Мой сын, сейчас я молю Бога Авраама, чтобы он привел тебя к тайнику этого сокровища, оставленного нищим человеком. Что есть сил я молю всем сердцем и с большим отчаянием, чем бы я молил его смилостивиться над моей душой, о том, чтобы скоро настал день, когда ты, мой сын, прочтешь эти слова.
Не суди меня, ибо это во власти одного лишь Бога. Лучше думай обо мне в трудные часы и помни, что я любил тебя больше всех. А когда наш Мессия явится у ворот Иерусалима, внимательно всмотрись в лица тех, кто пойдут следом за ним, и, если на то будет Божья воля, среди них ты узришь лицо своего отца.
В полном изумлении Бенджамен откинулся на спинку стула. Это совершенно невероятно! Боже мой, Уезерби, ты оказался прав лишь наполовину. Нет сомнений, эти свитки ценны. Они представляют археологическую находку, которая потрясет «цивилизованный мир». Это точно. Но ты нашел и кое-что другое.
Бен почувствовал, что его охватывает волнение. Ты нашел нечто большее…
Чтобы немного размяться и восстановить кровообращение, тридцатишестилетний палеограф встал, подошел к окну и прижался лбом к стеклу. Помимо своего отражения – очки в роговой оправе, светлые волосы и гладкое лицо, – помимо смутных очертаний кабинета, он увидел, как яркие огни западного Лос-Анджелеса мигают ему в ответ.

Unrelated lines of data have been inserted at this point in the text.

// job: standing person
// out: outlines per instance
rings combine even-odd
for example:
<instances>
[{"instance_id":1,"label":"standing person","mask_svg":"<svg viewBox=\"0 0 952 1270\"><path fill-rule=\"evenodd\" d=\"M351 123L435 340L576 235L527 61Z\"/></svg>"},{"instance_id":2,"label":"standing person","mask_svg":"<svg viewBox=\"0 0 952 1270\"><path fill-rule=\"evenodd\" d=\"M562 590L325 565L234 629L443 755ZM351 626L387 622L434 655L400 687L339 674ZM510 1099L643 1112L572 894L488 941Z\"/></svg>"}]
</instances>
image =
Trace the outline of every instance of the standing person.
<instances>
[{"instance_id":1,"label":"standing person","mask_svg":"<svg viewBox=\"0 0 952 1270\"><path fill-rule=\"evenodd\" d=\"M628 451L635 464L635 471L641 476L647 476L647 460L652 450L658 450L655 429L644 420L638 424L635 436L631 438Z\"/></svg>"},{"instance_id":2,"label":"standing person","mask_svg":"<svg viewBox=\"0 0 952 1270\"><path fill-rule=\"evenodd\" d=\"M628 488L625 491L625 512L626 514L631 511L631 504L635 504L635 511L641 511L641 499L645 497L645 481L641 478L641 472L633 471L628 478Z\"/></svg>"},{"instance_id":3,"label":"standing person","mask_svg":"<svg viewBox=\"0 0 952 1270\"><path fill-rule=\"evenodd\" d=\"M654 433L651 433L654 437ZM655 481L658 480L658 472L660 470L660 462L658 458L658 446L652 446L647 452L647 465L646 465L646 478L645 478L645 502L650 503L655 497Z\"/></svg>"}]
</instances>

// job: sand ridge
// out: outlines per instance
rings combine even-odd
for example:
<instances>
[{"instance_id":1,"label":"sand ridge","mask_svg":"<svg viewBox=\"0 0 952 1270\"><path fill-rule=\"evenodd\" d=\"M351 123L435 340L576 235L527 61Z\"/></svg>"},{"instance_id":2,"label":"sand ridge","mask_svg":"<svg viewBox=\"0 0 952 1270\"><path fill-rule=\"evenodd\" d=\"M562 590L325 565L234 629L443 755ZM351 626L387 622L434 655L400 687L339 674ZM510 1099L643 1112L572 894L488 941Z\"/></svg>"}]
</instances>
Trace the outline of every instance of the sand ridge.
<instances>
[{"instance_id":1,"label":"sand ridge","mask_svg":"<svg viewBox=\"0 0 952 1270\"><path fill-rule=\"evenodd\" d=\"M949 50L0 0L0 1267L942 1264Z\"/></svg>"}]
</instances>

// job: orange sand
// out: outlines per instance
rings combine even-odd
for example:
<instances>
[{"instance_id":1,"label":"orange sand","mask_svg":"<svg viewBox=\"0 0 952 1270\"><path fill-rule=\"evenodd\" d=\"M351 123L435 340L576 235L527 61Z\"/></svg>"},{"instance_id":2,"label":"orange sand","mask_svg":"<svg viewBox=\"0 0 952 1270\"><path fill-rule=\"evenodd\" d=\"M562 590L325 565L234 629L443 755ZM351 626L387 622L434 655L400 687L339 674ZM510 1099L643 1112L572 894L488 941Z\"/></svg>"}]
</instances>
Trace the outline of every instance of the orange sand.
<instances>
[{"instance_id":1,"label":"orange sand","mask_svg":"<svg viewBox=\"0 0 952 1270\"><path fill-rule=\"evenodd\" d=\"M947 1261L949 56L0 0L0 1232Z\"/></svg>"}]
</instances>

За окном было темно. Дождь прекратился, оставив после себя прозрачную пелену. В Лос-Анджелесе настал холодный ноябрьский вечер, но Бен не замечал этого. Бенджамен Мессер, переводя какой-нибудь древний текст, как всегда, на время забывал обо всем и с головой уходил в алфавит и синтаксис давно усопших авторов.
Неизвестных и безымянных авторов.
За исключением этого.
Он медленно обернулся и какое-то время пристально смотрел на свой письменный стол. Кольцо яркого света от настольной лампы освещало небольшое пространство, остальная часть комнаты погрузилась в темноту.
«За исключением этого», – вывод крепко засел в мозгу.
«Как удивительно, – подумал он, – что нашлось несколько свитков, написанных не священником, а заурядным человеком, к тому же они оказались чем-то вроде личного письма, а не сводом привычных религиозных проповедей. Разве такое возможно? И если Джон Уезерби действительно нашел давно потерянное письмо рядового человека, жившего две тысячи лет назад, то какой ценностью обладает это открытие? Нет сомнений, «исключительно высокой». Его точно можно поставить в один ряд с обнаружением гробницы Тутанхамона или Трои – Шлиманом. Ибо если эти слова принадлежат обычному гражданину, который пишет, преследуя личные цели, тогда свитки являются первой находкой подобного рода за всю историю!»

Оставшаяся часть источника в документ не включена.